Rules verified as of July 18, 2026 — IRS Rev. Proc. 2025-32; IRC §911, §1401–1402; SSA totalization status · Estimate, not tax advice.

Sources: IRS — Foreign Earned Income Exclusion · IRS — Form 2555 instructions · SSA — Totalization agreements (Spain in force; Mexico not)

Frequently asked questions

Do I still have to file if I live in Mexico or Spain?

Yes. You file on worldwide income. The FEIE can cut your income tax to $0, but it's not automatic — you must file Form 1040 + Form 2555 to claim it, or you forfeit the exclusion.

Does it cover self-employment tax?

No. The FEIE excludes income tax only. Self-employment tax (15.3%) still applies — and in Mexico, which has no totalization agreement in force, you still owe it. In Spain a certificate of coverage can exempt you.

How much is the exclusion for 2026?

$132,900 per qualifying person (up from $130,000 in 2025).

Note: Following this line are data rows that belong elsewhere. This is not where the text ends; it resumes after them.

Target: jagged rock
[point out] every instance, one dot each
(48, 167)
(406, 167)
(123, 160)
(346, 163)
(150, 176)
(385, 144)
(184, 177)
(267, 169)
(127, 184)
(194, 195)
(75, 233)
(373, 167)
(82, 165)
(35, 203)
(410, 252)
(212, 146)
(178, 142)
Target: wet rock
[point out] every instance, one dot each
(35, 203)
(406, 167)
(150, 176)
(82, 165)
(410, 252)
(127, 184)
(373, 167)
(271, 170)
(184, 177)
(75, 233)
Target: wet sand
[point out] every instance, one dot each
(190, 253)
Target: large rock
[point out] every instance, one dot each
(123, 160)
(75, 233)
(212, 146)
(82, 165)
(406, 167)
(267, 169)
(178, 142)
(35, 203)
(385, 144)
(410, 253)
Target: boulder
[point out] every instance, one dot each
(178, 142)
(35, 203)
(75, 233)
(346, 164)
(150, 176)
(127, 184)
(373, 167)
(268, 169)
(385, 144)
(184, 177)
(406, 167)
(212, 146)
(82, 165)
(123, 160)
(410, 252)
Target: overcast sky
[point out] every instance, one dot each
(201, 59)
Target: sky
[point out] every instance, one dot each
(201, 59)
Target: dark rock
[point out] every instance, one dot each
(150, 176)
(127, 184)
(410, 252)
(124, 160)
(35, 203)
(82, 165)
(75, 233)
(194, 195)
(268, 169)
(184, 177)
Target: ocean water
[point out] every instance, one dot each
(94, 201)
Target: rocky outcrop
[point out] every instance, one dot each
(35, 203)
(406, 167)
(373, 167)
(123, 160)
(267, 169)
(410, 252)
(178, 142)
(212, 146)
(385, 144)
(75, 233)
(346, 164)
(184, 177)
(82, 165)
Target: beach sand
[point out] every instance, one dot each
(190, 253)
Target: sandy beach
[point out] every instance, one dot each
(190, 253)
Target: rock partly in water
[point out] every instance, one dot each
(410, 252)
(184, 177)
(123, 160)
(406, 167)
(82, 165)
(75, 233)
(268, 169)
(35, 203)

Each spouse who qualifies files their own Form 2555, up to $265,800 combined.

What if I earn more than the cap?

Only up to $132,900 is excluded; income above that is taxed at your ordinary US rates via the stacking-rule worksheet. The foreign housing exclusion and the Foreign Tax Credit (Form 1116) are separate options — a US expat-tax pro should run your full return.